By Neha Mahal (CDHR)
(From our Bulletin archives: originally published in June 2013)
Petty corruption experienced by people in accessing basic and day-to-day public services from the government largely forms the basis of anti-corruption sentiments among people in India. A survey conducted jointly by Transparency International India and Centre for Media Studies in 2008 pointed out that below the poverty line households had paid a total of $ 177 million as bribe in 2007 alone to avail of basic public services such as public distribution system, education, water supply, electricity, health.
Despite making several public policies for bringing progress to people what fails them is inefficiency and corruption at the level of delivery. Lack of accountability and reliability in delivery of public goods and services poses problem for citizens who as a result fail to avail themselves of basic amenities and standard of life and hence lose out on development. Therefore, in response to tackle such widespread corruption and lethargy in public service delivery across India, the government had tabled ‘The Rights of Citizens for Time Bound Delivery of Goods and Services and redressal of their grievance bill 2011’ in parliament in 2012.
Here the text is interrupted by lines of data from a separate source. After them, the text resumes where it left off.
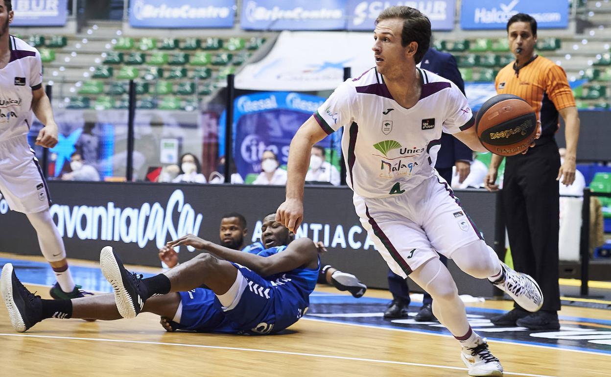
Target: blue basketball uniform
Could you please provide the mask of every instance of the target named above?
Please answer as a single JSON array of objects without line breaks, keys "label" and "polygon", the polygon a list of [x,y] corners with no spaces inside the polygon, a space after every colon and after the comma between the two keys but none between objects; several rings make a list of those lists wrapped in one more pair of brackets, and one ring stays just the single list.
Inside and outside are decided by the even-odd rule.
[{"label": "blue basketball uniform", "polygon": [[[276,246],[253,254],[266,257],[286,248]],[[235,307],[223,311],[221,302],[210,289],[180,292],[183,312],[180,323],[172,324],[175,328],[202,332],[273,334],[306,313],[310,293],[316,287],[320,258],[316,268],[297,268],[265,277],[244,266],[232,264],[247,282]]]}]

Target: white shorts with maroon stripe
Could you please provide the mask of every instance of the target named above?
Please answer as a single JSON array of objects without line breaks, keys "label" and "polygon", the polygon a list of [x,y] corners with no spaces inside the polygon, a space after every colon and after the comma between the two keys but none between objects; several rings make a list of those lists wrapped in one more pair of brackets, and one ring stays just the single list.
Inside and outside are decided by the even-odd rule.
[{"label": "white shorts with maroon stripe", "polygon": [[0,192],[13,211],[35,213],[49,209],[48,188],[26,135],[0,141]]},{"label": "white shorts with maroon stripe", "polygon": [[444,178],[434,176],[403,194],[380,199],[353,197],[356,214],[395,274],[405,277],[437,252],[483,239]]}]

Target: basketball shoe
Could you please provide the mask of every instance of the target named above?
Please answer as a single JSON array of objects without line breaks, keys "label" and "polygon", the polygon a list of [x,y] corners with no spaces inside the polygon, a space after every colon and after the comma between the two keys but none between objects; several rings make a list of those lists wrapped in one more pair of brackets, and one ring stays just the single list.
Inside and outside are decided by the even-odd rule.
[{"label": "basketball shoe", "polygon": [[15,331],[24,332],[40,321],[42,306],[40,296],[34,296],[23,286],[10,263],[4,265],[2,269],[0,291]]},{"label": "basketball shoe", "polygon": [[104,277],[112,286],[119,314],[124,318],[136,317],[148,297],[147,288],[142,283],[142,276],[125,269],[111,246],[105,246],[100,252],[100,266]]},{"label": "basketball shoe", "polygon": [[543,306],[543,293],[539,285],[526,274],[518,273],[501,262],[500,277],[491,282],[503,291],[524,310],[536,312]]},{"label": "basketball shoe", "polygon": [[367,286],[361,283],[356,276],[339,270],[331,275],[331,283],[338,290],[348,291],[356,298],[365,295],[367,290]]},{"label": "basketball shoe", "polygon": [[482,338],[481,343],[472,348],[463,347],[460,356],[469,368],[469,376],[503,376],[503,367],[490,352],[485,338]]}]

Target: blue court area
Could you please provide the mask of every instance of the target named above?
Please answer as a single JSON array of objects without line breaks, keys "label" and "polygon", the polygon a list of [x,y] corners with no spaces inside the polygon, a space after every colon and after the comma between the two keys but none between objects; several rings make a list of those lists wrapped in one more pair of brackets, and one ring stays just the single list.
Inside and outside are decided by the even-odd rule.
[{"label": "blue court area", "polygon": [[[12,263],[15,273],[24,283],[51,286],[55,283],[53,271],[47,263],[0,258],[0,266]],[[71,266],[77,284],[83,289],[97,292],[111,292],[98,268]],[[150,273],[142,273],[150,277]],[[449,332],[438,322],[416,322],[415,315],[420,302],[410,307],[411,317],[393,320],[385,320],[382,313],[389,303],[386,299],[362,297],[355,299],[346,295],[315,291],[310,297],[310,309],[304,318],[311,320],[346,323],[356,326],[384,328],[397,331],[443,334]],[[467,317],[474,330],[490,340],[510,342],[547,347],[587,351],[611,354],[611,321],[560,316],[558,331],[532,331],[520,327],[500,328],[490,323],[490,318],[500,310],[467,307]],[[2,319],[2,320],[6,320]]]}]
The bill is a step forward in the direction of removing the sluggishness which infests the public delivery system in India by introducing accountability and responsibility in governance. It will establish a mechanism in every department, organization or scheme having public interface under centre, state or Union Territory for timely delivery of public goods and services. In case of non-delivery and other malpractices, the bill allows the citizen to seek grievance redressal through making complaint at several levels thus creating the onus on public officers to assure provision of services and goods.